Nos centros pensantes do grande capital, que tendem sistematicamente a subestimar a gravidade das recessões, consolida-se o consenso de que a economia mundial marcha para uma depressão monumental. O órgão de pesquisa dos bancos internacionais — Institute of Internacional Finance (IIF) — prevê quedas na economia norte-americana e europeia da ordem de 10% e 18%, respectivamente, no primeiro semestre de 2020. Contração que equivale à registrada na crise de 1929. Mesmo supondo uma vigorosa recuperação a partir do terceiro trimestre — o que é bastante improvável a julgar pelas expectativas da UNCTAD sobre o comportamento dos investimentos-, o IIF estima que o crescimento anual da economia mundial será próximo de zero. A Organização Internacional do Trabalho (OIT) alerta que 25 milhões de trabalhadores podem perder o emprego, mais do que na crise de 2008–2009.

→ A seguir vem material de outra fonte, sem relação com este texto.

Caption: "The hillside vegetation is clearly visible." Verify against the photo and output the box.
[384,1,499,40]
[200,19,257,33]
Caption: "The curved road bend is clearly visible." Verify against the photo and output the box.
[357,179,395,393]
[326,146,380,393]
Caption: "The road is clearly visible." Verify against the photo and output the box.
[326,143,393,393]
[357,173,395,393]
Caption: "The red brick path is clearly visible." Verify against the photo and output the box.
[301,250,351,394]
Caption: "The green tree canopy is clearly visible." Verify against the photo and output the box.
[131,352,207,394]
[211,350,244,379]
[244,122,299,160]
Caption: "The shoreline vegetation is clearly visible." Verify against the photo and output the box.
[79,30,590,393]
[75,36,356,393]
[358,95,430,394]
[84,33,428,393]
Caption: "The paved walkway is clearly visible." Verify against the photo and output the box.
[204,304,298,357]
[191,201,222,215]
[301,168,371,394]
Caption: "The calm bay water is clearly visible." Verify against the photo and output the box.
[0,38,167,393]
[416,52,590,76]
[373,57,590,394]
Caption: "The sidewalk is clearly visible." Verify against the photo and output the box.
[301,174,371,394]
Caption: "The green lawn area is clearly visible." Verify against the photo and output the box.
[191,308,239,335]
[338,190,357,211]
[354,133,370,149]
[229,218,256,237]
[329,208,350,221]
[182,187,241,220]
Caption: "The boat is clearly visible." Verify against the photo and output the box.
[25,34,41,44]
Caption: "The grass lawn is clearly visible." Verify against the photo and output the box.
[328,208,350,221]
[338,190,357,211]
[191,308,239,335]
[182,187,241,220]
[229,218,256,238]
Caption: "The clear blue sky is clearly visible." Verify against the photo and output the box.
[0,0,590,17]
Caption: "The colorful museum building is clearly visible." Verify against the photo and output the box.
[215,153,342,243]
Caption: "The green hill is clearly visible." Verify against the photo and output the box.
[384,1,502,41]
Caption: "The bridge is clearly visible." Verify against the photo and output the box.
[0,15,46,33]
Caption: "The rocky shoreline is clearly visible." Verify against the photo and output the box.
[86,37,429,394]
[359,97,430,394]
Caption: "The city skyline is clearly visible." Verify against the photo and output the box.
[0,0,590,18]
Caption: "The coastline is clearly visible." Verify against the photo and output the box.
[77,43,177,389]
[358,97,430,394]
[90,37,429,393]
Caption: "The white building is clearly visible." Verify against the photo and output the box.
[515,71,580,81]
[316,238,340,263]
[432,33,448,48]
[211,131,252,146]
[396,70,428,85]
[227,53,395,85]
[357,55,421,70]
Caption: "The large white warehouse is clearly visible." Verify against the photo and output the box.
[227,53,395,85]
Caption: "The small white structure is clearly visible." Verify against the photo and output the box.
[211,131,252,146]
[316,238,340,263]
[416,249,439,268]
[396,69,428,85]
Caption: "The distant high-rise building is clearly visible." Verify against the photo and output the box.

O impacto da crise capitalista sobre a América Latina será imediato e agudo. O centro de pesquisa da Goldman Sachs, uma espécie de quartel general do capital especulativo internacional, prevê que o encolhimento da economia latino-americana em 2020 será superior ao ocorrida em 2009, chegando a — 3,8% (há apenas uma semana a previsão era de uma diminuição de — 1,2%). O Banco J.P. Morgan revisou sua estimativa de queda anual da economia brasileira para -3,3%, em patamares equivalentes ao ocorrido em 2015 e 2016, prevendo uma queda de -6% no primeiro trimestre e de -20% no segundo trimestre.
No Brasil, a dupla crise que abala a vida nacional é agravada pela crise política que paralisa o Estado em todas as suas dimensões. Questionado pela escalada da insatisfação popular e pela crescente dificuldade de manter o apoio da grande burguesia, o governo Bolsonaro parece muito mais preocupado em cuidar de sua própria sobrevivência política do que em enfrentar os complexos problemas que ameaçam a vida dos brasileiros. A briga pública do presidente com o governador de São Paulo, João Dória, e a declaração do governador de Goiás, Ronaldo Caiado, até há pouco homem de confiança do Planalto, de que não respeitará as decisões do presidente dão a dimensão do caos que reina no aparelho de Estado. À crise econômica, política e de saúde, soma-se agora uma crise federativa aguda que abala ainda mais a já combalida capacidade de ação dos estados e municípios.
A política do Planalto de sabotar a precária estratégia de supressão da epidemia esboçada na última hora por governos estaduais e municipais desesperados, estratégia que chegou à irresponsabilidade de divulgar uma propaganda institucional genocida — “o Brasil não pode parar” –, parece indicar que, infelizmente, o desdobramento da crise da saúde caminha para um desfecho trágico. A dificuldade do governo Bolsonaro de perceber a gravidade da situação econômica, a morosidade em libertar a política econômica das amarras do regime de austeridade fiscal e, mais do que tudo, seu viés radicalmente antissocial deixam os trabalhadores completamente indefesos diante do avanço do desemprego em massa e da escalada da pobreza.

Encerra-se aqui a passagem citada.